Authentication and Security

Authentication mechanisms combine passwords, SSH key-pairs, X.509 certificates used by Worldwide LHC Computing Grid, and multi-factor authentication (MFA) solutions. Security policies incorporate password complexity, periodic rotation, account lockout, and privileged access controls aligned with practices from ENISA and standards such as ISO/IEC 27001. Accounts used for remote access are protected by Virtual Private Network services and bastion hosts compliant with site perimeter systems; experiment accounts used for critical operations are audited with SIEM tooling and logging into ELK Stack or similar. Identity federation allows authentication via eduGAIN and partner identity providers from institutions like University of Oxford, CERN School of Computing participants, and Ecole Polytechnique affiliates.

Provisioning and Management

Account lifecycle management is driven by HR events, supervisor approvals, and collaboration membership records maintained in databases integrated with LDAP directories and the CERN central database. Provisioning workflows interact with systems such as PeopleSoft or SAP for payroll and contract data, and with Indico and InspireHEP for conference or collaboration membership validation. De-provisioning processes revoke credentials, remove SSH keys, and archive mailboxes in compliance with data-retention rules overseen by CERN Data Protection Officer policies and European Commission regulations. Delegated administration delegates roles to group managers from collaborations like ATLAS Collaboration or service teams such as IT‑DB.

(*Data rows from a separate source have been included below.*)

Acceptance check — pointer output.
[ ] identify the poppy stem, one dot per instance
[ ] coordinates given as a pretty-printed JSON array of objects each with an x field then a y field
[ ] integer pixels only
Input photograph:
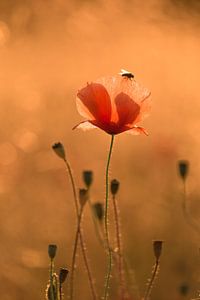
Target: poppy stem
[
  {"x": 79, "y": 235},
  {"x": 109, "y": 265},
  {"x": 123, "y": 291}
]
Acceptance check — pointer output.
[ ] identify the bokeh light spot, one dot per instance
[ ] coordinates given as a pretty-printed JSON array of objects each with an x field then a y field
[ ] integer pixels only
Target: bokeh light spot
[
  {"x": 8, "y": 153},
  {"x": 30, "y": 101},
  {"x": 26, "y": 140},
  {"x": 4, "y": 33}
]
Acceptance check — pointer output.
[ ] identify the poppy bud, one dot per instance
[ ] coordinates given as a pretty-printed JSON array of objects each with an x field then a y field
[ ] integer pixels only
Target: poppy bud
[
  {"x": 114, "y": 186},
  {"x": 63, "y": 275},
  {"x": 59, "y": 150},
  {"x": 88, "y": 178},
  {"x": 51, "y": 292},
  {"x": 157, "y": 247},
  {"x": 52, "y": 251},
  {"x": 184, "y": 289},
  {"x": 83, "y": 196},
  {"x": 98, "y": 210},
  {"x": 183, "y": 166}
]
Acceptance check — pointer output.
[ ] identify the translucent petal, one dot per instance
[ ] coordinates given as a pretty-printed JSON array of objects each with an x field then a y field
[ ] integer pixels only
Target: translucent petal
[
  {"x": 94, "y": 102},
  {"x": 85, "y": 125}
]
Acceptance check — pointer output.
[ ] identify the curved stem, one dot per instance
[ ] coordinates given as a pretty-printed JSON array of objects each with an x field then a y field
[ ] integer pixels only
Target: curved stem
[
  {"x": 109, "y": 265},
  {"x": 186, "y": 213},
  {"x": 96, "y": 225},
  {"x": 80, "y": 235},
  {"x": 119, "y": 252},
  {"x": 73, "y": 187},
  {"x": 51, "y": 278},
  {"x": 74, "y": 255}
]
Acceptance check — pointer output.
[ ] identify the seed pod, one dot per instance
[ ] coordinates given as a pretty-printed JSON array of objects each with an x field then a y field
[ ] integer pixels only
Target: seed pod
[
  {"x": 183, "y": 167},
  {"x": 184, "y": 289},
  {"x": 88, "y": 178},
  {"x": 59, "y": 150},
  {"x": 52, "y": 251},
  {"x": 114, "y": 186},
  {"x": 63, "y": 275},
  {"x": 83, "y": 197},
  {"x": 98, "y": 210},
  {"x": 157, "y": 247}
]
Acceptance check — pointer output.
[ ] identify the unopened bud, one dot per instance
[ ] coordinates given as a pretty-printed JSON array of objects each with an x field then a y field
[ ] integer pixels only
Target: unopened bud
[
  {"x": 98, "y": 210},
  {"x": 183, "y": 166},
  {"x": 83, "y": 196},
  {"x": 88, "y": 178},
  {"x": 59, "y": 150},
  {"x": 157, "y": 247},
  {"x": 184, "y": 289},
  {"x": 52, "y": 251},
  {"x": 63, "y": 275},
  {"x": 51, "y": 292},
  {"x": 114, "y": 186}
]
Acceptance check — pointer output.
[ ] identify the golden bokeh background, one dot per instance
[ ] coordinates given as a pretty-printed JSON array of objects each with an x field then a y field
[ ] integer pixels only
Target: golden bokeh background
[{"x": 48, "y": 50}]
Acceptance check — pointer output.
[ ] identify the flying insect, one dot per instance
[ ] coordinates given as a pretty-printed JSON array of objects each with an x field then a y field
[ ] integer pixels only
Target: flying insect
[{"x": 127, "y": 74}]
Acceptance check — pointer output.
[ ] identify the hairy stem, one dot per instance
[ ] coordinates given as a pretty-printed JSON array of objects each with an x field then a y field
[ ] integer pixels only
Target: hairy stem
[
  {"x": 51, "y": 278},
  {"x": 96, "y": 225},
  {"x": 151, "y": 282},
  {"x": 186, "y": 213},
  {"x": 123, "y": 291},
  {"x": 109, "y": 265},
  {"x": 79, "y": 234},
  {"x": 74, "y": 255}
]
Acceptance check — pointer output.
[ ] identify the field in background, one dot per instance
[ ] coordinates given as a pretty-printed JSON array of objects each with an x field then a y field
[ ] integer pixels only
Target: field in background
[{"x": 47, "y": 52}]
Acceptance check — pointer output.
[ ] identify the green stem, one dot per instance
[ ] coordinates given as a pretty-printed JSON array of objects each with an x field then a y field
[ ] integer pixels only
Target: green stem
[
  {"x": 51, "y": 279},
  {"x": 79, "y": 234},
  {"x": 74, "y": 255},
  {"x": 96, "y": 225},
  {"x": 109, "y": 265},
  {"x": 186, "y": 213},
  {"x": 122, "y": 284},
  {"x": 151, "y": 282}
]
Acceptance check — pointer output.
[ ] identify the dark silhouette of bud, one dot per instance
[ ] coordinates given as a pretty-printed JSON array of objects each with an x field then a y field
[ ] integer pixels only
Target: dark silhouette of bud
[
  {"x": 83, "y": 196},
  {"x": 114, "y": 186},
  {"x": 59, "y": 150},
  {"x": 88, "y": 178},
  {"x": 49, "y": 295},
  {"x": 98, "y": 210},
  {"x": 183, "y": 167},
  {"x": 184, "y": 289},
  {"x": 157, "y": 247},
  {"x": 52, "y": 251},
  {"x": 63, "y": 275}
]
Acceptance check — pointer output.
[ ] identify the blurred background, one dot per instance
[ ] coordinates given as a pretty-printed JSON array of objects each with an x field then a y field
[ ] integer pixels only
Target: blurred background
[{"x": 50, "y": 49}]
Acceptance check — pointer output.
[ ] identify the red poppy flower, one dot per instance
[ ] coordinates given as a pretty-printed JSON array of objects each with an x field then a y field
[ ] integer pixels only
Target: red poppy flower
[{"x": 114, "y": 104}]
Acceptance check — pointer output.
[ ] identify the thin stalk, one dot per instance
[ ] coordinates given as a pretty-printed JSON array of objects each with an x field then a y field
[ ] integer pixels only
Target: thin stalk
[
  {"x": 80, "y": 235},
  {"x": 96, "y": 226},
  {"x": 109, "y": 265},
  {"x": 74, "y": 254},
  {"x": 60, "y": 291},
  {"x": 151, "y": 282},
  {"x": 94, "y": 296},
  {"x": 51, "y": 279},
  {"x": 123, "y": 292},
  {"x": 186, "y": 213}
]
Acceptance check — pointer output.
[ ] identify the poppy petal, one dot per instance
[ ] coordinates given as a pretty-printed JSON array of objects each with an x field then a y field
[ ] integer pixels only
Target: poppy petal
[
  {"x": 127, "y": 109},
  {"x": 85, "y": 125},
  {"x": 94, "y": 102},
  {"x": 137, "y": 130}
]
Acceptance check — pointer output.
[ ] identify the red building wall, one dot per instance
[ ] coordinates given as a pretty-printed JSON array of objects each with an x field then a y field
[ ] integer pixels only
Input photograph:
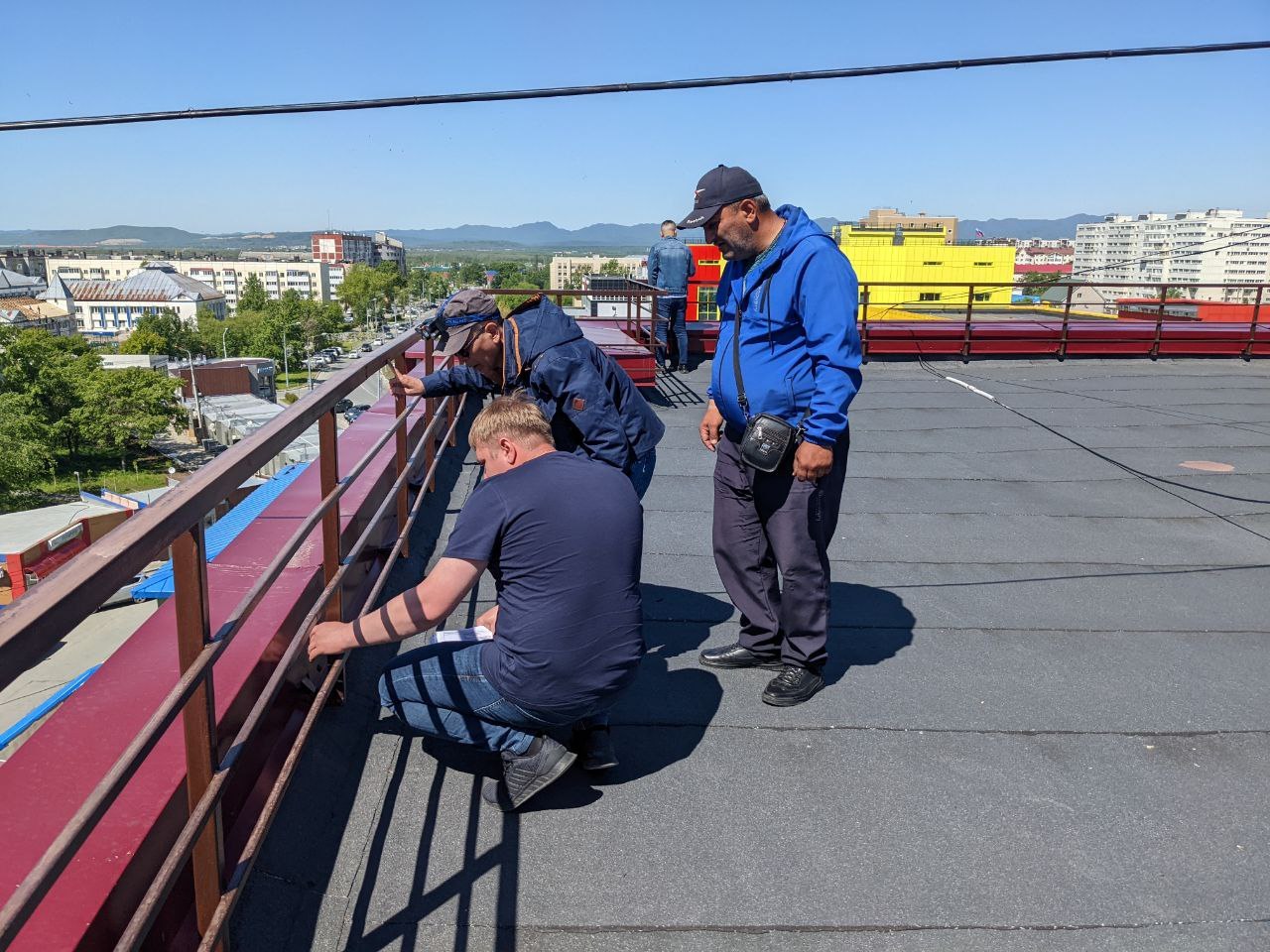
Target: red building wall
[{"x": 703, "y": 282}]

Access Policies and Usage Guidelines

Access to resources via an account adheres to authorization matrices maintained by service owners, experiment boards and access committees, with role-based permissions for groups like Detector Operations crews, Software development teams, and Computing Operations staff. Usage guidelines specify acceptable use of mail, resource quotas on EOS and CVMFS, and rules for remote code execution in batch systems such as HTCondor pools. Compliance obligations reference agreements with funding agencies, memoranda of understanding between CERN and collaborating institutes, and institutional policies enforced by CERN Legal Service and the Data Protection Officer.

Integration with CERN Systems and Tools

The account integrates with collaboration platforms including GitLab, JIRA, Confluence, and literature services like InspireHEP. It enables access to computing fabrics such as the Worldwide LHC Computing Grid, OpenStack clouds, and container registries used by CERN OpenStack and Kubernetes clusters. Monitoring and ticketing systems like RT (Request Tracker), ServiceNow, and Nagios use account identities for incident assignment and escalation. Scientific software stacks distributed via CernVM-FS and analysis frameworks for ROOT and Geant4 rely on account permissions for repository access.

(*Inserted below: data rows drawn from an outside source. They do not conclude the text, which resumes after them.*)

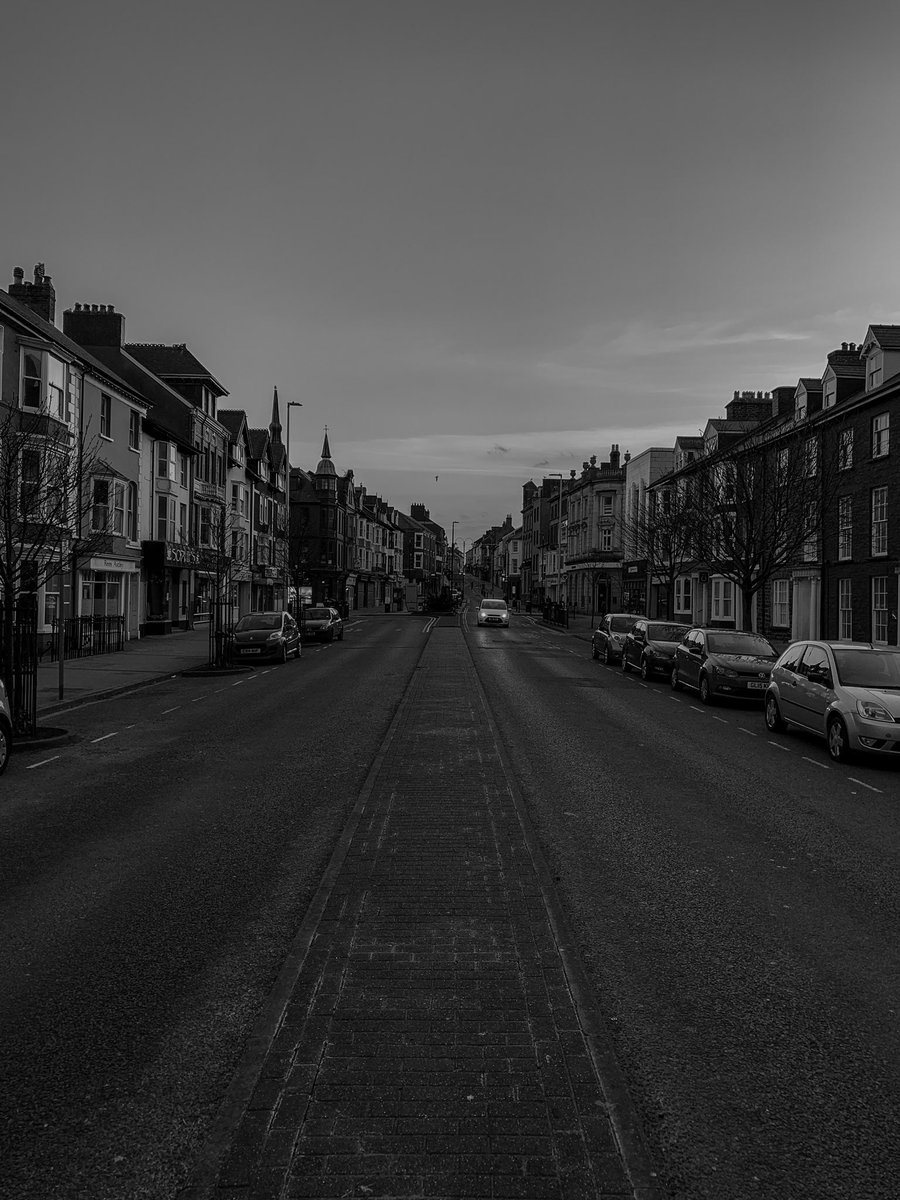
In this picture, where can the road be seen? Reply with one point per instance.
(733, 897)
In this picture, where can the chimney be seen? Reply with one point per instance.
(40, 297)
(94, 324)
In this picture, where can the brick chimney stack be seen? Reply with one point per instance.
(40, 297)
(94, 324)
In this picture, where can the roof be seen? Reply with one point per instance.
(175, 361)
(887, 336)
(51, 334)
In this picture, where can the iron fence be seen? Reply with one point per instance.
(84, 636)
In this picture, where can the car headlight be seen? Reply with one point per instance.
(873, 711)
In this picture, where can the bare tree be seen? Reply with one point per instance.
(46, 502)
(761, 505)
(665, 533)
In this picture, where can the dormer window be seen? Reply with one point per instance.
(874, 371)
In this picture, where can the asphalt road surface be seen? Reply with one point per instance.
(733, 894)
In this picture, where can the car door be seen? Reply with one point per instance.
(814, 695)
(789, 683)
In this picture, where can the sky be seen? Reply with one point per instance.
(480, 240)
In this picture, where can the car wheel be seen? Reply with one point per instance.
(838, 743)
(5, 744)
(774, 720)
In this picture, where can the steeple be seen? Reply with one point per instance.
(275, 427)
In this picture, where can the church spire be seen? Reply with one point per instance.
(275, 427)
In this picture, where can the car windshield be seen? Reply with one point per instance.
(258, 621)
(868, 669)
(666, 633)
(739, 643)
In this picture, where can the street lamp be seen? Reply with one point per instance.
(292, 403)
(453, 556)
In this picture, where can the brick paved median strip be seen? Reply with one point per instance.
(430, 1043)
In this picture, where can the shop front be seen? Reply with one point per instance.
(167, 576)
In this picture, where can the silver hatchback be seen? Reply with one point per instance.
(849, 693)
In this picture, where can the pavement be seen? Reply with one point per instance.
(432, 1032)
(150, 659)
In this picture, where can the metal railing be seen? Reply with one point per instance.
(85, 636)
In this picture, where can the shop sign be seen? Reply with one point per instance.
(113, 564)
(181, 556)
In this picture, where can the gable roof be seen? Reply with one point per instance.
(173, 361)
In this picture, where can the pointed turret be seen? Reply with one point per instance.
(275, 426)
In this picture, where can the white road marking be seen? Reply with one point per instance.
(867, 785)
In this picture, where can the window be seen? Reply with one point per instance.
(106, 415)
(165, 519)
(131, 514)
(845, 527)
(781, 603)
(881, 435)
(845, 610)
(880, 521)
(166, 456)
(880, 610)
(723, 600)
(684, 597)
(874, 371)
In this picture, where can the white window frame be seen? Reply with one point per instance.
(880, 610)
(880, 521)
(845, 610)
(845, 528)
(781, 603)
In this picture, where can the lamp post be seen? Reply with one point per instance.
(292, 403)
(453, 556)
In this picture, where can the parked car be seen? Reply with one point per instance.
(847, 693)
(723, 663)
(322, 623)
(609, 637)
(5, 729)
(265, 635)
(493, 612)
(651, 646)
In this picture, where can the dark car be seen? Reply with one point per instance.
(723, 663)
(265, 635)
(610, 635)
(323, 623)
(651, 646)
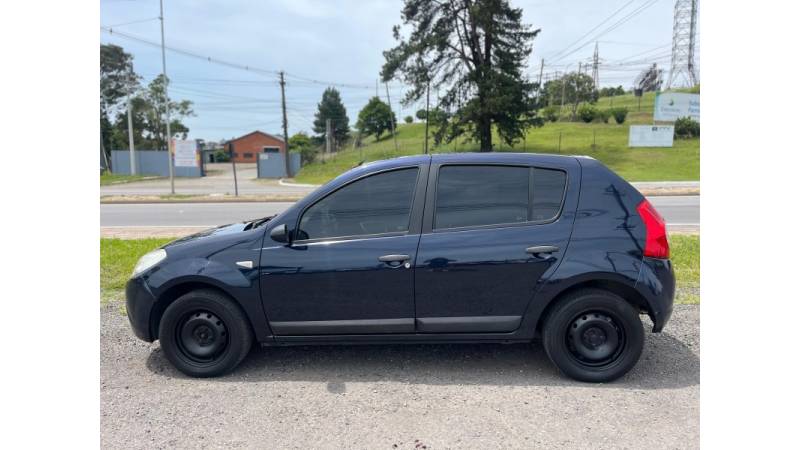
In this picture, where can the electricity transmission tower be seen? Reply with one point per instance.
(684, 27)
(595, 67)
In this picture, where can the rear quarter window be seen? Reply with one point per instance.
(549, 186)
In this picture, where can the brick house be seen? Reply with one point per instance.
(246, 148)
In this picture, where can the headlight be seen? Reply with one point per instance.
(149, 260)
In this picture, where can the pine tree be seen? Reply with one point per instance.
(331, 107)
(475, 53)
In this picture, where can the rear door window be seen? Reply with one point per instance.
(469, 196)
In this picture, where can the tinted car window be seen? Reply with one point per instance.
(481, 195)
(376, 204)
(548, 191)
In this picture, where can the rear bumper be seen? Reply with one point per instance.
(139, 302)
(656, 283)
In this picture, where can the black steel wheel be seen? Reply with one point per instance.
(593, 335)
(204, 333)
(201, 336)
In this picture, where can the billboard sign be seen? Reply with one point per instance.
(651, 136)
(672, 105)
(185, 153)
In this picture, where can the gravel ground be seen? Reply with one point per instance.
(412, 396)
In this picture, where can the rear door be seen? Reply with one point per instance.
(491, 232)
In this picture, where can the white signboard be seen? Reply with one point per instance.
(672, 105)
(185, 153)
(651, 136)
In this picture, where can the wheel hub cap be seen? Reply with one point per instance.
(594, 337)
(203, 335)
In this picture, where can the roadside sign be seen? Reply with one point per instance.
(670, 106)
(185, 153)
(651, 136)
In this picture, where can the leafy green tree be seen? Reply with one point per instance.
(375, 118)
(154, 108)
(302, 143)
(475, 52)
(619, 114)
(117, 79)
(331, 107)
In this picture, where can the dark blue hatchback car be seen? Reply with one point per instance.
(501, 247)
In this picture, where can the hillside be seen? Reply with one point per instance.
(605, 142)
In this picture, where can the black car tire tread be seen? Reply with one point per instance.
(574, 304)
(236, 323)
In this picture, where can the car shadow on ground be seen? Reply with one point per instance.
(666, 363)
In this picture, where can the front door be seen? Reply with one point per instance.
(348, 268)
(493, 233)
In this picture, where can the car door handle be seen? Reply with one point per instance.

Support and Troubleshooting

Support for account issues is provided by CERN's User Support and IT Department helpdesks through ticketing, phone and walk-in services at service points and remote channels. Common troubleshooting steps include password reset with verification against HR records, SSH key reinstallation, MFA token re-synchronization, and directory replication checks involving LDAP diagnostics. Escalation paths involve service owners, security teams, and computing operations for incidents affecting experiment shifts or production grids, often coordinated with external partners such as Tier-1 and Tier-2 computing centres.